Nie od dziś wiadomo, że edukacja człowieka nie kończy się w szkole. Można wręcz zaryzykować, że dopiero po skończeniu szkoły człowiek zaczyna zdobywać prawdziwą wiedzę. Przez określenie „prawdziwą” rozumiem taką wiedzę, która została zweryfikowana przez życie. Określa się ją często jako mądrość życiową. Nie ma nic wspólnego z suchą, podręcznikową teorią. Nie jest ujęta w ścisłe reguły i definicje. A jednak jest niezastąpiona, prowadząc nas przez kolejne zawirowania i niespodzianki losu.
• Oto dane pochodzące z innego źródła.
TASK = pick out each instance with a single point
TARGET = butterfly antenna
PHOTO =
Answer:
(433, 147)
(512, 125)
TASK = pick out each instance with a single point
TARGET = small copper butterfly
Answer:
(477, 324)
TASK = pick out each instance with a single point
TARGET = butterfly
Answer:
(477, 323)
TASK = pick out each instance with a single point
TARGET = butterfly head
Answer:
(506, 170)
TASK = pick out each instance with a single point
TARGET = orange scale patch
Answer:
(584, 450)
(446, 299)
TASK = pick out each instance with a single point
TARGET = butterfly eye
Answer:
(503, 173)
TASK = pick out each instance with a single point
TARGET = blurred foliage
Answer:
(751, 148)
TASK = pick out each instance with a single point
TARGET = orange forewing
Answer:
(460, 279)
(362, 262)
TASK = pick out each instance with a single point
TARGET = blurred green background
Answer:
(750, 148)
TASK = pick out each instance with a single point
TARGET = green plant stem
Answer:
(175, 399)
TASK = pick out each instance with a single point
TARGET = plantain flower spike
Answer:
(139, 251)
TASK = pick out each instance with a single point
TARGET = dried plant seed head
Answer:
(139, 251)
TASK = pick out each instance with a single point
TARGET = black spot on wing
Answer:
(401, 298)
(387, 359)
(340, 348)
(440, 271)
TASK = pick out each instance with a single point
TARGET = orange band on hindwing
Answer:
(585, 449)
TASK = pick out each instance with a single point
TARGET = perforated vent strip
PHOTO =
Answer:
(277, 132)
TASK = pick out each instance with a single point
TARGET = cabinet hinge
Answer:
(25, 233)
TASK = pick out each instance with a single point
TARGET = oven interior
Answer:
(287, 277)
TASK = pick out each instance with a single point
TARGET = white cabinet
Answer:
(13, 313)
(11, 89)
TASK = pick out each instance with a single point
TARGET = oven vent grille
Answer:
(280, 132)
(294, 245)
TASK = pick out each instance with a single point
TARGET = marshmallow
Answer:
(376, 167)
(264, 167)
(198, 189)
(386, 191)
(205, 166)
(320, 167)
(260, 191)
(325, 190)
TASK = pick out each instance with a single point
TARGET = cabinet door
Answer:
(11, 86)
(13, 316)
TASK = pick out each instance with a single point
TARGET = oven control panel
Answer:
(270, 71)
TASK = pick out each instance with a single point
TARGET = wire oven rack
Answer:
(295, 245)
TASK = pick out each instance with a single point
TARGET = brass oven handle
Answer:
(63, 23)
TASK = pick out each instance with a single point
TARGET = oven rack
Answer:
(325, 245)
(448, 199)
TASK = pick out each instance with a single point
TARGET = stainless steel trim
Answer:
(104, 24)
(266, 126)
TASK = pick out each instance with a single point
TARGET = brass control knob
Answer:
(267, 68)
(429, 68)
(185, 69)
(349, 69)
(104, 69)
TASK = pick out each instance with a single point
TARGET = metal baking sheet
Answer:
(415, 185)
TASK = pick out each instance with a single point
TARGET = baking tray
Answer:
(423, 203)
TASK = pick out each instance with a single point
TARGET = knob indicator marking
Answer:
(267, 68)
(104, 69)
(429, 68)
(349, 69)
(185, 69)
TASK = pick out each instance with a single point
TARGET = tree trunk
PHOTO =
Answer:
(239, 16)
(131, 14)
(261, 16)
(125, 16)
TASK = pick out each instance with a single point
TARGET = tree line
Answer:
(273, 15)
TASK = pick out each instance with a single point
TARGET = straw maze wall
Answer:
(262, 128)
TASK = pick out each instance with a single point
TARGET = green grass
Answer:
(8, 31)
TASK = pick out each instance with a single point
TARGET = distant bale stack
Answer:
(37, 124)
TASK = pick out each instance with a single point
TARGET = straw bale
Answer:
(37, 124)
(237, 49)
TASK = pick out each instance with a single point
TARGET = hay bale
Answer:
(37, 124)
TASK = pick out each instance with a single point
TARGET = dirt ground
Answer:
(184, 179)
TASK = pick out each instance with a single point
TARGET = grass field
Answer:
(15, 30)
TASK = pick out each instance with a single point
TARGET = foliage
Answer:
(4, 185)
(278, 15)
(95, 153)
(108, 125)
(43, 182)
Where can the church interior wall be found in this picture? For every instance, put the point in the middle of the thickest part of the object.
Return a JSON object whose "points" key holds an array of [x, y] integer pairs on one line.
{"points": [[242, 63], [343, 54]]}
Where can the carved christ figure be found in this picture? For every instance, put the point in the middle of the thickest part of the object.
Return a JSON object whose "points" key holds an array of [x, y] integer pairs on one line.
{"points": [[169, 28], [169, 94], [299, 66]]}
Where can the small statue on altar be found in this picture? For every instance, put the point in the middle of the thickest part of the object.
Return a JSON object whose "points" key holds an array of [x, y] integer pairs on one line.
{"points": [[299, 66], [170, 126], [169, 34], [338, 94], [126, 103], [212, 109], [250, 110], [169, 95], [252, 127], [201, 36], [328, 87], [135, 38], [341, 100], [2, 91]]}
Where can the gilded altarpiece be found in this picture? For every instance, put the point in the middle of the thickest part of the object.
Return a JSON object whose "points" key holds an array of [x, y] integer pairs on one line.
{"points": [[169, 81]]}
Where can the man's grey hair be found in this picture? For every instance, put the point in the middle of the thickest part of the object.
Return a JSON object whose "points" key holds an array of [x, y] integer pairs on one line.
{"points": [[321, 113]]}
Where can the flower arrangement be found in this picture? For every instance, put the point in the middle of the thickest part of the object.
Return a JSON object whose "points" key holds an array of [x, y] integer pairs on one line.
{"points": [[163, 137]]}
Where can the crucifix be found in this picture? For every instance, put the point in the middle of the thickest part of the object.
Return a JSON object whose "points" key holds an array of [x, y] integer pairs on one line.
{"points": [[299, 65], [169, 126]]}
Mówi się też, że człowiek uczy się na własnych błędach. Uwaga to niezwykle trafna, ale niezbyt w gruncie rzeczy przyjemna i optymistyczna. Uczenie się na własnych błędach może w pewnych okolicznościach być cokolwiek bolesne. Dlaczego więc nie skorzystać z mądrości tych, którzy już wcześniej narazili swoją skórę, aby ją zdobyć? Oczywiście trochę przesadzam – własne doświadczenie jest w wielu przypadkach niezastąpione (głównie dlatego, że nie wylatuje tak łatwo z pamięci), ale warto też czasem skorzystać z tego, czego już dawno dowiedzieli się ludzie starsi od nas.
Główną postacią opowiadania „Stary człowiek i morze” E. Hemingwaya jest rybak Santiago. Jest już zbyt stary i słaby, aby mógł konkurować z młodszymi rybakami, to prawda. Ale z drugiej strony nikt w wiosce nie ma takiej wiedzy i doświadczenia jak on. Zdobył je przez kilkadziesiąt lat, wie o morzu i połowach ryb wszystko. Całą swoją wiedzę przekazuje młodemu przyjacielowi, chłopcu o imieniu Manolin. Jest dla niego mistrzem, rodzajem guru, przewodnikiem.
W opowiadaniu Hemingwaya Santiago udziela przyjacielowi bardzo konkretnych, praktycznych nauk. Jednak rybołówstwo można tu potraktować jako symbol czegoś bardziej uniwersalnego: nici porozumienia, jaka istnieje pomiędzy pokoleniami. Nie buntu, lecz porozumienia.
Santiago uczy też swego przyjaciela rzeczy może jeszcze nawet ważniejszych. Pokazuje mu, czym jest odwaga i hart ducha. Zachęca do walki, do nie poddawania się przeciwnościom losu. Nie czyni tego oczywiście za pomocą słów, lecz konkretnych działań. Jeżeli chłopiec zrozumie te nauki, poradzi sobie w każdej sytuacji, nawet jeżeli nie zostanie rybakiem.
Przyznam, że dużo trudniej doszukać mi się jakiejś szczególnej mądrości życiowej u Skawińskiego, bohatera „Latarnika”. Postać razi mnie swą sztucznością i patosem. Poza tym Skawiński nie miał zbyt wielkiego wpływu na swoje życie – los rzucał go z jednego miejsca na drugie, z kontynentu na kontynent. Nigdzie nie udało mu się stworzyć domu. Zapewne wiele nauczył się o człowieku podczas swojej tułaczki, lecz czytelnik raczej nie może się o tym przekonać. Z jego historii zaś płynie dla mnie jeden wniosek: nie należy zbyt mocno zagłębiać się w lekturę książek, gdyż można przegapić coś ważnego w prawdziwym życiu.